© Springer International Publishing AG 2018
Philip M. Hanno, Jørgen Nordling, David R. Staskin, Alan J. Wein and Jean Jacques Wyndaele (eds.)Bladder Pain Syndrome – An Evolutionhttps://doi.org/10.1007/978-3-319-61449-6_44. Epidemiology Commentary
In 1990, very little epidemiological data was available to determine the prevalence, much less the incidence of Interstitial Cystitis. The only population based study was from the original author of this chapter, K. J. Oravisto, published in 1975 [1]. In his chapter, Oravisto summarizes some older publications which described small uncontrolled studies including patients with variable and sometimes suspect diagnoses. His landmark 1975 study was not only the first study of its kind but also the only study available to Oravisto at the time he was writing his 1990 chapter. His definition of IC included patients with frequency and pain or discomfort, abnormal biopsy and temporary relief with overdistension of the bladder. In the province of Uusimaa in southern Finland (included city of Helsinki), there were a total of 103 IC patients, 95 women and eight men. The overall prevalence in women (too few men to accurately analyze) over 20 years was 18.6 per 100,000. Over a 10 year period, 64 (61 female) patients were diagnosed with IC; an incidence rate of 1.3 per 100,000 for women over 20 years. He noted that 8% of IC patients in his series were male and when he combined all the series in the literature from 1939 to 1978, the ratio of men to women was noted to be 9.1:1. So how do these figures compare to our contemporary epidemiological studies for this enigmatic condition?
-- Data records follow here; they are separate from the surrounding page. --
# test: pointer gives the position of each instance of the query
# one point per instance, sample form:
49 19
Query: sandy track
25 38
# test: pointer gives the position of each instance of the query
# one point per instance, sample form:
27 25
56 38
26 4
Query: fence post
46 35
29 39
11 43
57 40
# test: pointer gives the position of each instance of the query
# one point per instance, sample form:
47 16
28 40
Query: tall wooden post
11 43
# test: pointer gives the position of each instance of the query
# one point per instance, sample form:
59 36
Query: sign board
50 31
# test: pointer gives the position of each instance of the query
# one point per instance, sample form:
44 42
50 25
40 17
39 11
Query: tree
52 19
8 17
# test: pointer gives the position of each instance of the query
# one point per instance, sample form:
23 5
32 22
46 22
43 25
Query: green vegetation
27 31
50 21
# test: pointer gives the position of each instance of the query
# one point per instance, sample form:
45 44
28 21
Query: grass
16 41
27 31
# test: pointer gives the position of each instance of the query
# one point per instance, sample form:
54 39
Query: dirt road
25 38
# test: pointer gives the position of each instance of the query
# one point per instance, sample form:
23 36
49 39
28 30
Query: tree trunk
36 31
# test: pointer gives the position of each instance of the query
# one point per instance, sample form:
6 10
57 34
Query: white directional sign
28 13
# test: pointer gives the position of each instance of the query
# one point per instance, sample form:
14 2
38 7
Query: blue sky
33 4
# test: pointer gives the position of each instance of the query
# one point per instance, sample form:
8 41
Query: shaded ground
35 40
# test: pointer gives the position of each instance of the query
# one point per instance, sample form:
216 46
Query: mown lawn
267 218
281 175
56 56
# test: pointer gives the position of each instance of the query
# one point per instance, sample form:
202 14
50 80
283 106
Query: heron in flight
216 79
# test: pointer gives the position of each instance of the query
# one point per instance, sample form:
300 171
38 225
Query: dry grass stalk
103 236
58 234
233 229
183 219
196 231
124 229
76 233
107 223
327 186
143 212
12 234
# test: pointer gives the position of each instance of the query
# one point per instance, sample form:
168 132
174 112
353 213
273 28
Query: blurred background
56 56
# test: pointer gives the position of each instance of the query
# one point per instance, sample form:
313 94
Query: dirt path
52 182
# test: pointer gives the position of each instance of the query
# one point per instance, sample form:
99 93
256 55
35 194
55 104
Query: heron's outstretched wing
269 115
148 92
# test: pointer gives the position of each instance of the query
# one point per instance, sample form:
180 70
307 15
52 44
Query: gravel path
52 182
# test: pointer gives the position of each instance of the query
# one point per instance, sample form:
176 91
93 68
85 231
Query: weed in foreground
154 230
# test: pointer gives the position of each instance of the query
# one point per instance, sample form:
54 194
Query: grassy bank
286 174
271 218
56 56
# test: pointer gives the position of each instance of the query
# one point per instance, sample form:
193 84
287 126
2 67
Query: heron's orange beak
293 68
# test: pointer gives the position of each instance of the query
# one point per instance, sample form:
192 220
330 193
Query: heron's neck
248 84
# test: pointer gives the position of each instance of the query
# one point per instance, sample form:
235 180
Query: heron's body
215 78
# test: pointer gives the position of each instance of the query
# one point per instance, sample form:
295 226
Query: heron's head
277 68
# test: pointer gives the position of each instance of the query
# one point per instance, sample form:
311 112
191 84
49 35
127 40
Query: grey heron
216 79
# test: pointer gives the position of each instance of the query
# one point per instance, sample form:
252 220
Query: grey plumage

Since 1990, the definition of IC has evolved to now include patients with bladder pain syndrome (initially referred to as Painful Bladder Syndrome) and we have developed validated questionnaires with appropriate inclusion and exclusion criteria to identify, with reasonable accuracy, patients with IC/BPS. But the accuracy of epidemiological studies remains problematic, primarily because the condition is a syndrome (no physical or biochemical marker) and the diagnosis is one of exclusion (excluding confusable diseases that can cause bladder pain and storage symptoms). Since Oravisto’s original publication [1] there have been many studies attempting to determine the prevalence and incidence of IC and IC/BPS but they remain difficult to interpret and compare because some are based on unverified self report, others by physician diagnoses (with or without some type of verification) or by identification of BPS symptoms (with or without exclusion of other confusable conditions). There is no wonder then that estimates of prevalence vary widely from 4.5 per 100,000 females in Japan [2], to a questionnaire based study that suggests a figure of 20,000 per 100,000 in US women [3]. Self -report of a previous diagnosis of IC in the 1989 National Household Interview Survey estimated that for women this prevalence figure was 865 per 100,000 [4] while an estimate of IC from the third National Health and Nutrition Examination Survey (NHANES III) claimed a remarkably similar estimated prevalence of 850 per 100,000 women [5].
Estimates based on physician diagnoses range from 8 to 197 per 100,000 women [6–8]. Prospective surveys using validated criteria evaluating the prevalence of BPS like symptoms, rather than diagnoses, produce much higher estimates, ranging from 0.8% to 2.7% [9], a range collaborated by other less sensitive older surveys [10]. It is noted, however, that such estimates of IC/BPS prevalence drop drastically if the subjects are examined by urologists to confirm the diagnosis [11, 12]. Using different definitions of IC/BPS also changes the prevalence estimates from 3300 to 11,200 per 100,000 women based on which of three definitions are used [13]. Culture may also play a role, since the estimates vary between the USA (studies described), Europe [14] South Korea [15], China [16] and Japan [2]. The most comprehensive and probably most accurate estimation of the prevalence of BPS symptoms was 2700–6500 per 100,000 based on the sensitivity of the two validated case definitions to identify IC/BPS in 131,691 adult females [17]. Based on the information from epidemiological studies published since Oravisto’s chapter in 1990, a reasonable prevalence estimation for patients diagnosed with BPS would be about 100–200 per 100,000 women with a male prevalence of 10–20% of the female estimate. The prevalence of women and men with symptoms suggestive of BPS could be as much as ten to even 100 times more.